Border controls to remain despite lowering of COVID-19 alert
ROC Central News Agency
07/23/2021 06:44 PM
Taipei, July 23 (CNA) Taiwan will lower the nationwide COVID-19 alert to Level 2 on July 27 to ease local disease prevention measures, but will still maintain tight border controls, Health Minister Chen Shih-chung (陳時中) said during a press conference Friday.
"The lowering of the COVID-19 alert level was because the local outbreak has been brought under control. However, we will still keep tight border control measures in place," he said.
Chen indicated there may be some concessions to people arriving from overseas who have been fully vaccinated against COVID-19.
"Although we will not relax border controls, we will begin to think about a better way to manage people who are fully vaccinated," Chen said, when asked if the government will allow home quarantines if people traveling to Taiwan have been inoculated against COVID-19.
He did not elaborate, however, on what specific changes are being considered.
Because of the spread of the Delta variant of the coronavirus abroad, Taiwan has implemented stricter quarantine rules since late June.
They require all arrivals to spend their 14-day quarantine in government facilities or quarantine hotels and prohibit people from isolating at home, which many Taiwanese citizens had done previously after returning home from trips abroad.

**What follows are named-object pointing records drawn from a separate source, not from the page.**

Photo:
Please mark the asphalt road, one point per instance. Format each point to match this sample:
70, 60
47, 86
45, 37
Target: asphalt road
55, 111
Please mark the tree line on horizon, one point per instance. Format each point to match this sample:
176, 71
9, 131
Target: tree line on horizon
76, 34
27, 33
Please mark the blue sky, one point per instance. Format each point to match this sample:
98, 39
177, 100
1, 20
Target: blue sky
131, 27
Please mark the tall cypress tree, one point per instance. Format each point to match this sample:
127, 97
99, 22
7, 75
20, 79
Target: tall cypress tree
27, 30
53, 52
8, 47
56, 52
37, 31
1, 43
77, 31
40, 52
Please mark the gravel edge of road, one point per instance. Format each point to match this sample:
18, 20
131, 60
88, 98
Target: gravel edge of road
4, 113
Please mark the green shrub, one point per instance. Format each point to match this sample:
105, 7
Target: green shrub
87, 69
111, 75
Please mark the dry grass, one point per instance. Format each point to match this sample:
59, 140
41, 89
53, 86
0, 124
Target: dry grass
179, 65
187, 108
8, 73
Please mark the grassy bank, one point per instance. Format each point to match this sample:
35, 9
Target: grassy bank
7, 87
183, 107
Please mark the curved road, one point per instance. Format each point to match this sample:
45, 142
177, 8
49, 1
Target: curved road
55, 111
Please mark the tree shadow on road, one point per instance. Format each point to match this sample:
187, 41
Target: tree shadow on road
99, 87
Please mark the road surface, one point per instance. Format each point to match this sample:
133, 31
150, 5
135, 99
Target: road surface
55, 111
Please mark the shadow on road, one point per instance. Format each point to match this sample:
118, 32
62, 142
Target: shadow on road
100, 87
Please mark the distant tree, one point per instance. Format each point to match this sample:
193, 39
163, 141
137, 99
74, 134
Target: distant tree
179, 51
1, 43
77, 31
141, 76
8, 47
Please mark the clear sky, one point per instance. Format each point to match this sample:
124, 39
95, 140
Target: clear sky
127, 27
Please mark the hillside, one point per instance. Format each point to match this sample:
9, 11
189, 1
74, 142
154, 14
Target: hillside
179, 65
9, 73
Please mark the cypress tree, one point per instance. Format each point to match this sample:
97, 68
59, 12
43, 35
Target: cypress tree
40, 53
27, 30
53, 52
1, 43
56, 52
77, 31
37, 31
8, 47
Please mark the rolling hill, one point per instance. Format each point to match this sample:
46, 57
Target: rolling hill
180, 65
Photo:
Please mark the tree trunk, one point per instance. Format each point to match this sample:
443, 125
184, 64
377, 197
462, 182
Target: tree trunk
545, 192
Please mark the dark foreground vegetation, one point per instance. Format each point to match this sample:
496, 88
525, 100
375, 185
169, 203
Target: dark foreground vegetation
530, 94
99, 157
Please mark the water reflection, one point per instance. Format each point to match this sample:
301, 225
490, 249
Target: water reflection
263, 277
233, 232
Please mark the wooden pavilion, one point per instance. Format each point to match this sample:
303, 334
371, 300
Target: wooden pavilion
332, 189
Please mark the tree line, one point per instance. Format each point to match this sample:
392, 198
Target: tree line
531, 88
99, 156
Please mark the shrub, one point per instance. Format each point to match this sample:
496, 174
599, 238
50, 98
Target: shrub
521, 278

Some border controls were tightened even before then, after Taiwan imposed a Level-3 COVID-19 alert on May 19 to control a sudden spike in locally transmitted cases.
In conjunction with the Level 3 alert, the government restricted entry into Taiwan to only Taiwanese citizens and foreign nationals holding a Taiwan residence certificate or who obtained special entry permission to enter the country.
They also barred travelers from transiting through Taiwan.
The tightened measures were to last as long as the duration of the Level 3 alert, the Centers for Disease Control said in a June 11 statement.
Since mid-May, the total number of COVID-19 cases in Taiwan has risen from around 1,200 to 15,535 Friday, and 772 people have died of the disease during that time.